Borges procurava quem pudesse ajudá-lo a manter o hábito da leitura anos após ser acometido por uma cegueira. Em 1964, perguntou a um livreiro de dezesseis anos se toparia ler à noite para ele. Já faltava pique à nonagenária dona Leonor, mãe do autor, para tanto. Assim Alberto Manguel, hoje diretor da Biblioteca Nacional argentina, emprestou sua visão para um dos maiores escritores do século 20.
“Claro que gostaria de pensar que foi por minha voz, minha inteligência, sei lá. Mas não é verdade. Borges pedia a muitas pessoas que fossem ler para ele”, disse Manguel em entrevista à Folha de S.Paulo em 1997.

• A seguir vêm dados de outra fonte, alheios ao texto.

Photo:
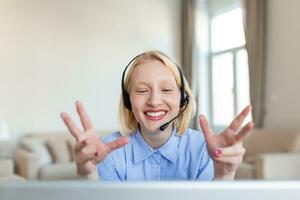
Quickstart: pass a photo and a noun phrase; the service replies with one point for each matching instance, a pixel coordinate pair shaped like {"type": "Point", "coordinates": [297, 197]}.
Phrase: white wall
{"type": "Point", "coordinates": [54, 52]}
{"type": "Point", "coordinates": [283, 64]}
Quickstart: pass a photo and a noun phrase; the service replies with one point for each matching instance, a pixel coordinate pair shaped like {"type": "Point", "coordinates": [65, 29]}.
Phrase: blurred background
{"type": "Point", "coordinates": [232, 52]}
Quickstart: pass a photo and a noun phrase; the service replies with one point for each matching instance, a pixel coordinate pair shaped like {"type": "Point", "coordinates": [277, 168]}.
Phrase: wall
{"type": "Point", "coordinates": [55, 52]}
{"type": "Point", "coordinates": [282, 64]}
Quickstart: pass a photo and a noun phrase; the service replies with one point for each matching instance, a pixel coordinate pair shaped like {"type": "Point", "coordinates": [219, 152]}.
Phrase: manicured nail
{"type": "Point", "coordinates": [217, 152]}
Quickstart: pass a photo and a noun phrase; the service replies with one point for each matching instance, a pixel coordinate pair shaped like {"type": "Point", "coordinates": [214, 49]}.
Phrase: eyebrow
{"type": "Point", "coordinates": [165, 81]}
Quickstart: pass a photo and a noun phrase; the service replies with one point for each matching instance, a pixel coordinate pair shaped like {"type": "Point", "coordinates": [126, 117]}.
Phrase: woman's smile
{"type": "Point", "coordinates": [155, 115]}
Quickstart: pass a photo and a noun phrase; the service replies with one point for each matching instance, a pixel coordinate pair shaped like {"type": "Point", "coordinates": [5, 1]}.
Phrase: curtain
{"type": "Point", "coordinates": [195, 52]}
{"type": "Point", "coordinates": [254, 15]}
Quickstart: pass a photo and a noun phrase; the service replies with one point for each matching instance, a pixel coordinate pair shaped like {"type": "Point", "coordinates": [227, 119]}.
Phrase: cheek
{"type": "Point", "coordinates": [137, 102]}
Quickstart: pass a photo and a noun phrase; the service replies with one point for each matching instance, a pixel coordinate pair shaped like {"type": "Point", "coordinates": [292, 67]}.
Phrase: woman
{"type": "Point", "coordinates": [155, 109]}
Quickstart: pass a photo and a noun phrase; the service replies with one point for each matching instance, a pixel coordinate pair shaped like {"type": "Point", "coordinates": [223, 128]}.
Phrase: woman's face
{"type": "Point", "coordinates": [154, 95]}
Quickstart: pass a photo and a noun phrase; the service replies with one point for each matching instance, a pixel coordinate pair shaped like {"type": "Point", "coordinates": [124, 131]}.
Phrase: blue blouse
{"type": "Point", "coordinates": [182, 157]}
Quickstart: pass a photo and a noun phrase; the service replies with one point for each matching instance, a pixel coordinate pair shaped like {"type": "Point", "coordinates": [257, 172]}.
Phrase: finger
{"type": "Point", "coordinates": [83, 158]}
{"type": "Point", "coordinates": [73, 129]}
{"type": "Point", "coordinates": [207, 131]}
{"type": "Point", "coordinates": [233, 150]}
{"type": "Point", "coordinates": [233, 160]}
{"type": "Point", "coordinates": [84, 118]}
{"type": "Point", "coordinates": [244, 132]}
{"type": "Point", "coordinates": [79, 146]}
{"type": "Point", "coordinates": [116, 144]}
{"type": "Point", "coordinates": [237, 122]}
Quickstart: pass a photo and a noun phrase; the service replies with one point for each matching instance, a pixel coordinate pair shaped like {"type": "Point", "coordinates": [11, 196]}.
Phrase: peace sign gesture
{"type": "Point", "coordinates": [226, 148]}
{"type": "Point", "coordinates": [88, 149]}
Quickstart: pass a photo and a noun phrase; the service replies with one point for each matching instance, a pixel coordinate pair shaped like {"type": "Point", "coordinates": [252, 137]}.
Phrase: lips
{"type": "Point", "coordinates": [155, 115]}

O privilégio da leitura em conjunto não foi só de Borges. Manguel conta que o vício do conterrâneo argentino pelas palavras mudou a vida dele. “Borges de repente me abriu sua biblioteca universal, e de uma forma muito íntima. […] Costumava falar de [Robert Louis] Stevenson ou de [Rudyard] Kipling como quem fala de um amigo. Dizia: ‘Sabe o que me disse o Stevenson outro dia?’”.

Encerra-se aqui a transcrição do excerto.